Wholesale yoga mats and yoga mat bag for you.

Birchdale yoga retreat for the east met west

Filed under: Yoga news |
Posted on

The retreat was organized by Tusket resident Kerry Lawson, who is a certified hatha yoga instructor and who also led classes during the retreat. Lawson has been studying yoga for more than 10 years, including annual pilgrimages to India for instruction in this ancient art. It was while in India this past spring that Lawson was accepted as a student of Mishra. She spent three weeks of intensive study at the Tapovan Dham Yoga Center, working one on one with the yoga master who sell the cheap yoga mats.

While there she shared with him her experiences at Birchdale, where she held the first Birchdale Yoga Retreat last year. His interest was piqued by her descriptions of its history, its natural beauty and the sense of peace and solitude that she said enveloped her whenever she approaches the gate to the former monastery.

Birchdale was built as a hunting lodge in 1910 by local guide Omar Roberts. In 1972 the property became Nova Nada, a Carmelite monastery and retreat centre. The monks added several new buildings, including the chapel, to the existing lodge and cabins, and generators to provide bare-bones electrical services. The monks left Nova Nada in 1998 after losing a battle to secure a two-mile logging exclusion zone around the property.

Yoga teachers and enthusiasts from around the Maritimes gathered at Birchdale Lake Retreat in North Kemptville (formerly Nova Nada) during the first two weeks of August to practice the living art of yoga. Within the octagonal walls of the chapel that used to call Carmelite monks to worship, these students worked daily with teacher in residence Yogendra Mishra, (Yogiji), a Brahmin priest and yoga master based in Rishikesh, India.

A series of classes ran through the day and ended with evening question and answer sessions, followed by meditation. Participants studied not only classical yoga poses (asanas) and breathing (pranayama), but also the philosophy that underlies the 5,000-year-old practice of yoga, which seeks to achieve balance through a unification of the mind, body and spirit. The retreat also featured an advanced posture course for the certified yoga instructors in attendance.

In between classes students had opportunities to put the living practice of yoga to work, exploring the 58-acre property on foot or by canoe or kayak. Meals were prepared communally in the main lodge, but there were many opportunities for solitude and contemplation, qualities that had prompted Mishra to accept the invitation to teach.

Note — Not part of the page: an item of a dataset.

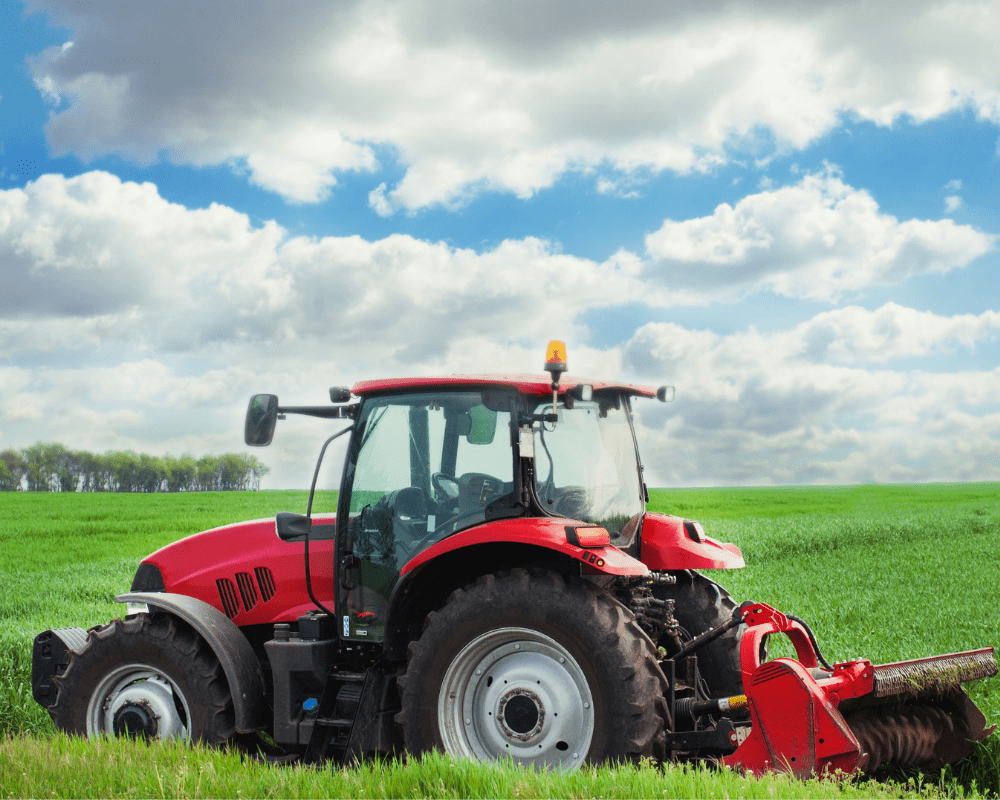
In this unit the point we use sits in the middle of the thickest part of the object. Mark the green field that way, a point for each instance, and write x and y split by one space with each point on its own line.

In conversation during this visit, Mishra observed that their spirit of contemplative serenity remains, making Birchdale an ideal environment in which to study yoga. Stripped of the excesses of modern technology, participants can focus on being fully present in the moment. With no phone or internet service, no television or radios, only the flickering light of a kerosene lamp to pierce the darkness of night, communication with the outside world is placed on hold. The occasional drone of a high-altitude plane serves as a reminder of the world beyond the gates, but it can wait.

“Slowly, slowly,” Mishra said, adding that no one has to hurry here.

Mishra left Canada last week en route to Frankfurt, Germany where he will teach a three-week pranayama and deep meditation seminar. Then it is back to his base in Rishikesh. But before leaving he made a commitment to return next year. Lawson says the response to this year’s retreat has been so overwhelmingly positive that plans for next year’s yoga retreat are already underway.